Asep pointed to Indonesia’s 1990 Conservation Law, which already requires landowners and permit holders to protect buffer zones that support critical ecosystem services. Similarly, the 2011 Natural Conservation Area Law defines any land providing essential ecosystem services — arguably, all HCV forest — as eligible for protection.
While it argued the abandoned land rule does not stand in the way of corporate sustainability pledges, Greenpeace said the rule was useful in preventing firms from engaging in land banking, which can prevent local stakeholders from utilizing the resources for customary use, subsistence living or smallholder plantations.
“The elimination of article 16 of the plantation law could legalize the practice of land banking, allowing companies to get permits over land without making use of them,” Komarudin said. “It will enable speculation, given that they won’t have any time constraints to exploit the land.”

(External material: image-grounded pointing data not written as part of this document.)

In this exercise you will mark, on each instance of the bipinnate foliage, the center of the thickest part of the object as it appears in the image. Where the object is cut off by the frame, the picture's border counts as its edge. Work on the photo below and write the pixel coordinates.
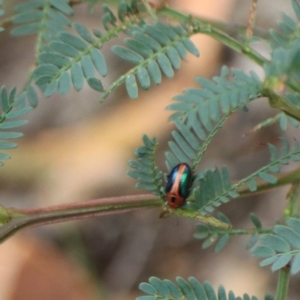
(70, 55)
(12, 108)
(220, 237)
(65, 59)
(281, 247)
(187, 289)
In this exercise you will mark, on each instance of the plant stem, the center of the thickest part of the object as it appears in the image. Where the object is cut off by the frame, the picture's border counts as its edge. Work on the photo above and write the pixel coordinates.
(290, 211)
(12, 220)
(293, 197)
(202, 26)
(283, 283)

Marcus Colchester, senior policy adviser for the Forest Peoples Programme, an NGO, said he is similarly concerned that the provisions in the omnibus bill will further hurt local and indigenous peoples’ efforts to gain control over their customary lands.

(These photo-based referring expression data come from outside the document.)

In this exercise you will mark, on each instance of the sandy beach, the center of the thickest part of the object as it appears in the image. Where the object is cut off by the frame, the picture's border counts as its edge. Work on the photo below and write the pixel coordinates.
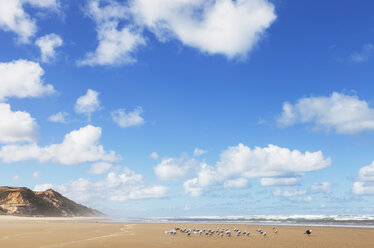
(52, 233)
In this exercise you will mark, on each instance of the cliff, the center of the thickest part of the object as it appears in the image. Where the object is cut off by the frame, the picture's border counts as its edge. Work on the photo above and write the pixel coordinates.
(22, 201)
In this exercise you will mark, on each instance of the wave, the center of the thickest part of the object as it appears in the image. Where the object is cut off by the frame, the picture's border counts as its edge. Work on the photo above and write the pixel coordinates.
(311, 220)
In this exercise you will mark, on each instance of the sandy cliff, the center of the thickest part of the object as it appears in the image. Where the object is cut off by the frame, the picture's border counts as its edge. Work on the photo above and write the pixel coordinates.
(25, 202)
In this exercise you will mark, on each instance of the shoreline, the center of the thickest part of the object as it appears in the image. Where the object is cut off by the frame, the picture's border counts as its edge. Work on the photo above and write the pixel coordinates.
(110, 219)
(28, 232)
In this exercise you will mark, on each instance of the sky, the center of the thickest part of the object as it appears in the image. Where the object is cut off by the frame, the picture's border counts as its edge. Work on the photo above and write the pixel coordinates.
(190, 107)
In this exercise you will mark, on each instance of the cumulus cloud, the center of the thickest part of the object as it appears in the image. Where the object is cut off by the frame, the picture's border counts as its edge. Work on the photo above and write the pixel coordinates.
(14, 18)
(99, 168)
(175, 168)
(123, 186)
(272, 164)
(279, 181)
(58, 117)
(154, 155)
(198, 152)
(16, 126)
(231, 28)
(129, 119)
(15, 178)
(78, 146)
(364, 55)
(88, 103)
(365, 182)
(324, 187)
(36, 174)
(22, 78)
(116, 45)
(289, 192)
(47, 45)
(236, 183)
(344, 113)
(42, 187)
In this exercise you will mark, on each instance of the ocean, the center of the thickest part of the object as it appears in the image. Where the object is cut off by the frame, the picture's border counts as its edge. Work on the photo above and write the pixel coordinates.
(366, 221)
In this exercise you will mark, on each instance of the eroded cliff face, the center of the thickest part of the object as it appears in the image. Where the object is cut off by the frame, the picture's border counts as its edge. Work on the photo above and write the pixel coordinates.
(25, 202)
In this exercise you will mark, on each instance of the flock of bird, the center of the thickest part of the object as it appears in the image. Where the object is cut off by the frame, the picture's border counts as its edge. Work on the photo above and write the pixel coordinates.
(221, 232)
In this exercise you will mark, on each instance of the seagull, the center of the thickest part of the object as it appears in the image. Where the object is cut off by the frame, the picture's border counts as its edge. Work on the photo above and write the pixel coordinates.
(308, 232)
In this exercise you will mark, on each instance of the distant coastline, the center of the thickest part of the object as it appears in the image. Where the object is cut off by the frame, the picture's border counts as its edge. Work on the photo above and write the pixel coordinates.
(366, 221)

“These amendments, which lengthen the period and extent over which interim permits (ijin lokasi) can be held, are worrying,” Colchester wrote in an email. “They not only re-open the risk of land speculation and ‘land banking’ but they further threaten the security of the tens of thousands of communities whose customary lands are overlapped by these permits.”

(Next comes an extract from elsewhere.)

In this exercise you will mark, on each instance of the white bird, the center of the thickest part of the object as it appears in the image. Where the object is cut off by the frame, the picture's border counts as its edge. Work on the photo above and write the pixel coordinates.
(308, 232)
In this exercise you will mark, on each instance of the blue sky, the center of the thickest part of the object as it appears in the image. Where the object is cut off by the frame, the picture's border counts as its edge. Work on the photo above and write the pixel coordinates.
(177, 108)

Colchester said the people of Indonesia would be better served if the government amended the current law to explicitly allow for non-exploitative activities. “Rather than reducing requirements on companies, it would have been better to explicitly allow set-asides for conservation and community use,” he said.
Expanding beyond the implications of removing the abandoned land rule, Colchester continued, “the amended laws also fail to address the biggest problem that communities face from business use permits [Hak Guna Usaha or HGU], which is that they extinguish in perpetuity communities’ customary rights in land, the underlying cause of thousands of land conflicts across the archipelago.”
He added, “Until the government puts the rights and interests of its citizens — by recognizing the land rights of indigenous peoples and other rural folk — ahead of land speculators and investors by handing out concessions over customary lands, these conflicts will continue, human rights abuses will proliferate and Indonesian palm oil will have a negative reputation in the market.”
Greenpeace’s Asep echoed this concern, pointing out that the bill extends HGU permits — which give the right to work on land owned by the Indonesian government — to 90 years from the current 35.
“While communities have been demanding a more equitable redistribution of land, this extension will concentrate the land even in fewer and richer hands, then lead to land-banking,” he said. “This will likely worsen land-conflict in Indonesia.”